Django admin for monitoring. You can view pending tasks, future, failed, and “dirty” (crashed in the middle of work).
Dead letter queue built in. You get access to failed tasks and can retry them from Django admin.
Tasks do not produce any results, there is no get or join and there is no “result backend”. This is not a distrubuted await. If you need to store results, pass a unique key into the task and store the result in some DIY model.
No workflows and chaining of jobs.
The worker is a single-threaded process, you start several of those to scale. I have seen too many issues with autoscaling workers, worker processes killed by OS, workers stuck: simple is better.
No prefetching or visibility timeouts. The worker picks the first available task and processes it.

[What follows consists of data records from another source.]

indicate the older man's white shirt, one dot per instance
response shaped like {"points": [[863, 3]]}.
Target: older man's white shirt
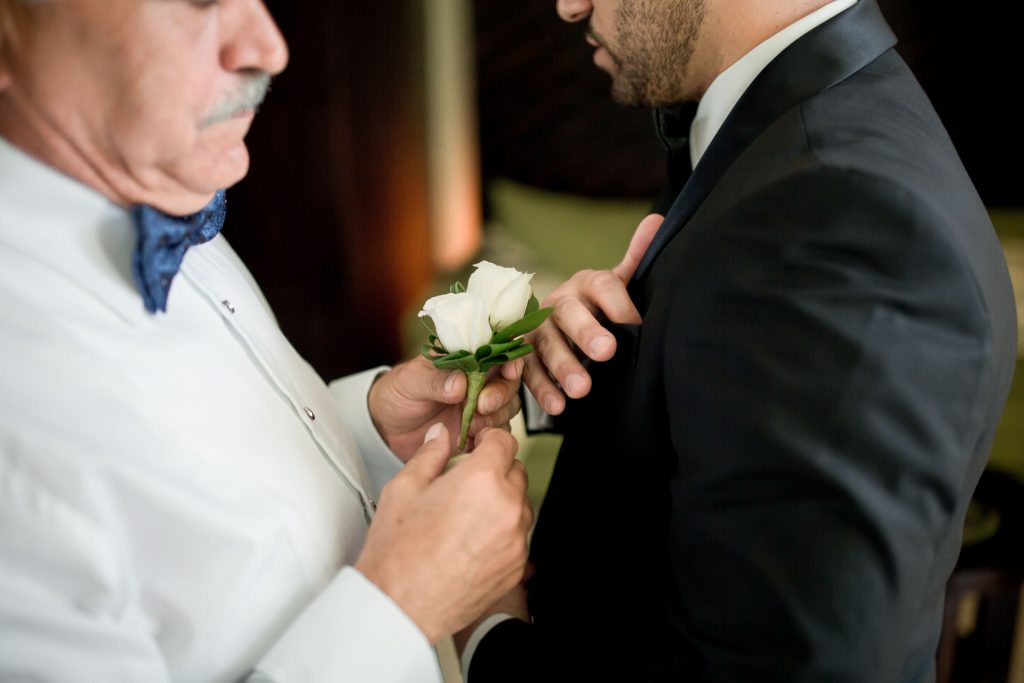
{"points": [[179, 494]]}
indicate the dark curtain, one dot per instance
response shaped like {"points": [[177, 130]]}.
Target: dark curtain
{"points": [[332, 219]]}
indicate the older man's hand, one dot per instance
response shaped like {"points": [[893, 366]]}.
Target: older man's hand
{"points": [[411, 397], [446, 546], [573, 325]]}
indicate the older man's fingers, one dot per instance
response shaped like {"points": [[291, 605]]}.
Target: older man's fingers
{"points": [[642, 238]]}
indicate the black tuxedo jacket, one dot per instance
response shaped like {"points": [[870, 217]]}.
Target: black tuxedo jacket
{"points": [[768, 481]]}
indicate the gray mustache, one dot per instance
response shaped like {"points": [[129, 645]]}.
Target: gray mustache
{"points": [[249, 96]]}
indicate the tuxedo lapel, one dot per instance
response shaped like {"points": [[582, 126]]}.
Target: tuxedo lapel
{"points": [[819, 59]]}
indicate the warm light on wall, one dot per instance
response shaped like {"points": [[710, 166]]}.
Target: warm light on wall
{"points": [[453, 156]]}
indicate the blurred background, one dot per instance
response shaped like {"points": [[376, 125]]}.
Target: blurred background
{"points": [[409, 138]]}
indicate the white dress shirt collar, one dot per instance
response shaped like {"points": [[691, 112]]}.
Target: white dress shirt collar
{"points": [[730, 85]]}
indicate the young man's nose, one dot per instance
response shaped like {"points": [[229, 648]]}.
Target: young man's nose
{"points": [[574, 10]]}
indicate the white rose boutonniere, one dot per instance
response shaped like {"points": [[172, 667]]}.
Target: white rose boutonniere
{"points": [[477, 328]]}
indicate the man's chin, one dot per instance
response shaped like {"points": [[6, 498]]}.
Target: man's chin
{"points": [[195, 183]]}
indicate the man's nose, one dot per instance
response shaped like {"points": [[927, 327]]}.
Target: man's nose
{"points": [[256, 43], [574, 10]]}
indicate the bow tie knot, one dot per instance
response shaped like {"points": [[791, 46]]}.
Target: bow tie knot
{"points": [[162, 242]]}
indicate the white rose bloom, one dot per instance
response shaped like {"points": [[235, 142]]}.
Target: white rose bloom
{"points": [[505, 292], [461, 321]]}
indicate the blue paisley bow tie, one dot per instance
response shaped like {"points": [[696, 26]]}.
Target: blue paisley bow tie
{"points": [[162, 242]]}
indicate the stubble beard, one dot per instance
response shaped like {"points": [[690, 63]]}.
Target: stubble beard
{"points": [[656, 39]]}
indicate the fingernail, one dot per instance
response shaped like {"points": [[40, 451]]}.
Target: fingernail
{"points": [[576, 384], [600, 345], [433, 432]]}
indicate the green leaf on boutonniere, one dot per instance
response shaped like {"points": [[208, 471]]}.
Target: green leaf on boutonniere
{"points": [[521, 327], [531, 306], [494, 349]]}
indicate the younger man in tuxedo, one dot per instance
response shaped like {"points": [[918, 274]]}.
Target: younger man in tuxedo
{"points": [[765, 475]]}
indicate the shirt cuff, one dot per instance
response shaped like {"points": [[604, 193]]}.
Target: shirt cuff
{"points": [[351, 632], [352, 394], [474, 639]]}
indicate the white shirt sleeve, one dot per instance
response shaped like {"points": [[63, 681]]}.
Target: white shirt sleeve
{"points": [[351, 395], [352, 632]]}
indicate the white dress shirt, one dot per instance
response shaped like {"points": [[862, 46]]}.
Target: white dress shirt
{"points": [[729, 86], [180, 495], [715, 107]]}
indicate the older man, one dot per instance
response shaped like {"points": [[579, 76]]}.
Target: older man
{"points": [[768, 479], [181, 497]]}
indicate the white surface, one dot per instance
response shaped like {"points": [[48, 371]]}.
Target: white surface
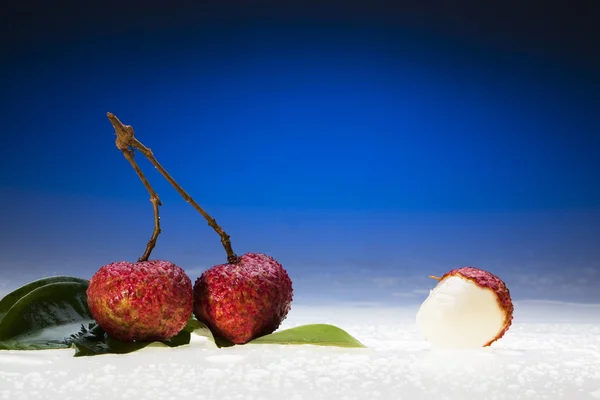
{"points": [[551, 352], [460, 314]]}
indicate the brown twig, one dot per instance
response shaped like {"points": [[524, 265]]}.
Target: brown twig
{"points": [[125, 137], [131, 142]]}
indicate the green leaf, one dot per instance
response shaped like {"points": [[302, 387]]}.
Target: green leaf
{"points": [[94, 341], [10, 299], [45, 317], [315, 334]]}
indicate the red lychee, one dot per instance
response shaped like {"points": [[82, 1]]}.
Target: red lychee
{"points": [[141, 301], [469, 307], [245, 300]]}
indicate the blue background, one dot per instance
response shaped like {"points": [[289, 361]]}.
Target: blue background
{"points": [[363, 157]]}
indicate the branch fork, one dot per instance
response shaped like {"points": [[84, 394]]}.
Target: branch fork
{"points": [[127, 143]]}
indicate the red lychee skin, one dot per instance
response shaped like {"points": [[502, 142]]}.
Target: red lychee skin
{"points": [[485, 279], [243, 301], [141, 301]]}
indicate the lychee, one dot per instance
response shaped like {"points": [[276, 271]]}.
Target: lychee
{"points": [[141, 301], [468, 308], [244, 300]]}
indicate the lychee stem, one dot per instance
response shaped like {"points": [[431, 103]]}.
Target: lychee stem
{"points": [[123, 141], [131, 141]]}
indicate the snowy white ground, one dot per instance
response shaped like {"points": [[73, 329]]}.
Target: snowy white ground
{"points": [[551, 352]]}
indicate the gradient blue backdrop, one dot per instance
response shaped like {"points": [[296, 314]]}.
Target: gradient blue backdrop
{"points": [[364, 159]]}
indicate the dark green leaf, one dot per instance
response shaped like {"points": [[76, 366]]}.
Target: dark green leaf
{"points": [[201, 329], [315, 334], [45, 317], [10, 299], [95, 341]]}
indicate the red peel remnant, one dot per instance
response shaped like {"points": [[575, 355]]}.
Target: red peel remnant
{"points": [[487, 280], [245, 300], [141, 301]]}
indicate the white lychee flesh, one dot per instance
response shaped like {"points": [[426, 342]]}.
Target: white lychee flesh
{"points": [[460, 314]]}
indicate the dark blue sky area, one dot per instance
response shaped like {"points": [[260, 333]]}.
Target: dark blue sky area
{"points": [[325, 144], [308, 118]]}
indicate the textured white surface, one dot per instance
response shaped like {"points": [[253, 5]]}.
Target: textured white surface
{"points": [[551, 352]]}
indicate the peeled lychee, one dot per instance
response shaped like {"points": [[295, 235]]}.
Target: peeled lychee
{"points": [[141, 301], [245, 300], [468, 308]]}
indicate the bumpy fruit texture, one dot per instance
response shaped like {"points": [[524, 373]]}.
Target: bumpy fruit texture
{"points": [[469, 307], [240, 302], [141, 301]]}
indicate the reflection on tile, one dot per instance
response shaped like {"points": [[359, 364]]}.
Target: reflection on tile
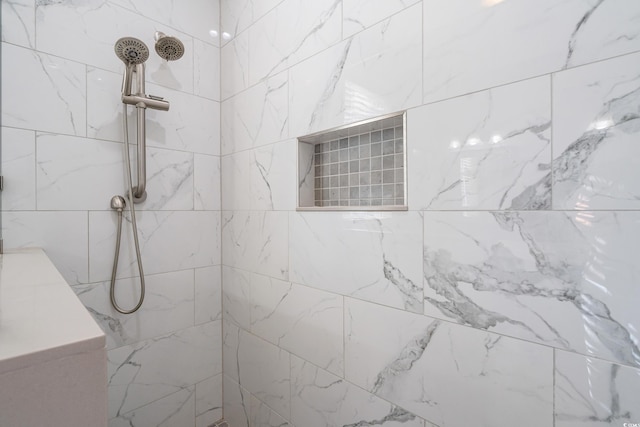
{"points": [[469, 47], [256, 241], [429, 367], [18, 169], [376, 72], [487, 150], [255, 117], [320, 399], [595, 136], [559, 278], [373, 256], [167, 306], [595, 393], [60, 82], [149, 370]]}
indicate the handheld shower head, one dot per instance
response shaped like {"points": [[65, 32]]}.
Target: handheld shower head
{"points": [[131, 50], [168, 47]]}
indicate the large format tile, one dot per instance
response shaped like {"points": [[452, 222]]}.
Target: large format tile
{"points": [[320, 399], [256, 241], [149, 370], [595, 134], [469, 47], [55, 101], [376, 72], [368, 255], [487, 150], [431, 368], [594, 393], [559, 278]]}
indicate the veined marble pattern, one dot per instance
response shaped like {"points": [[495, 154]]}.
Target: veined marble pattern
{"points": [[256, 241], [361, 14], [487, 150], [291, 32], [18, 22], [63, 235], [169, 241], [305, 321], [168, 306], [595, 393], [559, 278], [373, 73], [260, 367], [255, 117], [468, 47], [18, 169], [448, 374], [60, 82], [141, 373], [320, 399], [209, 401], [173, 410], [369, 255], [596, 129]]}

Easy to get the metrics from Django shell and export to your favorite monitoring tool
Task records are removed after successful execution. Unlike Celery SQLAlchemy’s backend, records are removed so you don’t have to care about archiving. It also keeps the table small, properly indexed and efficient.
Failed tasks are kept in the database. A human decision is required to remove them. If not, wrap your task in “catch all exceptions” block.
Celery API
The main API is the Celery API (shared_task) with delay, apply_async and s. Just to make switching between implementations easier.
from django_taskq.celery import shared_task
@shared_task(autoretry_for(MyException,), retry_kwargs={"max_retries": 10, "countdown": 5})
def my_task(foo, bar=None):
...
my_task.delay(1,bar=2)
my_task.appy_async((1,2))
my_task.s(1,2).apply_async()
Internals
Adding a new task to the queue is just creating a new instance of the Task model.
Executing a task is a bit more expensive:
A task is picked up from a queue and the state is updated to “started” within a single transaction.
Python code is executed, a background thread updates “alive at” field every second (“a liveness probe”).
Successful tasks are deleted from the table. Failed tasks are marked as such and retried (based on configuration).
This is a bit more expensive than necessary but:
we can recognize running tasks - the task is “started” and the record is updated in the last couple seconds.
we can recognize “dirty” tasks that got killed or lost database connection in the middle - the task is “started” and the record has not been updated for a while.
In an ideal world tasks should be idempotent but things happen and I prefer to know which tasks crashed and double-check if some cleanup is necessary.
Performance
A single process can execute around 150 dummy tasks per second which is more than enough. After years of struggling with Celery, correctness and observability are more important. On the other hand, to handle more “tasks” you probably want to store many events not tasks and have a single task that processes them in batches.
Recipes
Exactly once, at most once, at least once, idempotency:
Implementing these semantics presents too many design questions to answer on the task level. Instead, treat the tasks as function calls that are decoupled in time. We do not enforce these sematics on functions, we write code inside functions to perform the necessary checks.
Within the task do this:
Lock the application model
Check that all conditions still apply
Perform the action
Storing results:
Instead of the task storing it’s results and returning that to the caller or trigerring another task to process it either:
Store the result directly in the target application model
Call a function or another task to process the result explicitly
Scheduling tasks:
Call a Python script from the Unix crontab. Use Kubernetes CronJobs.
Do that every minute and check conditions in the code: maybe instead of UTC clock you have to follow the business day calendar or multiple time zones.
Scaling workers:
Start multiple Docker containers, start multiple Kubernetes pods/scale deployment. Or use something like supervisord to start multiple processes.
Boosting performance:
Instead of executing thousands of tasks (function calls with specific arguments) consider recording thousands of events (domain-specific model) and executing a task once in a while that processes all available events in bulk.
Or do not record any events, just schedule a task that queries models matching certain criteria and doing processing for all of them.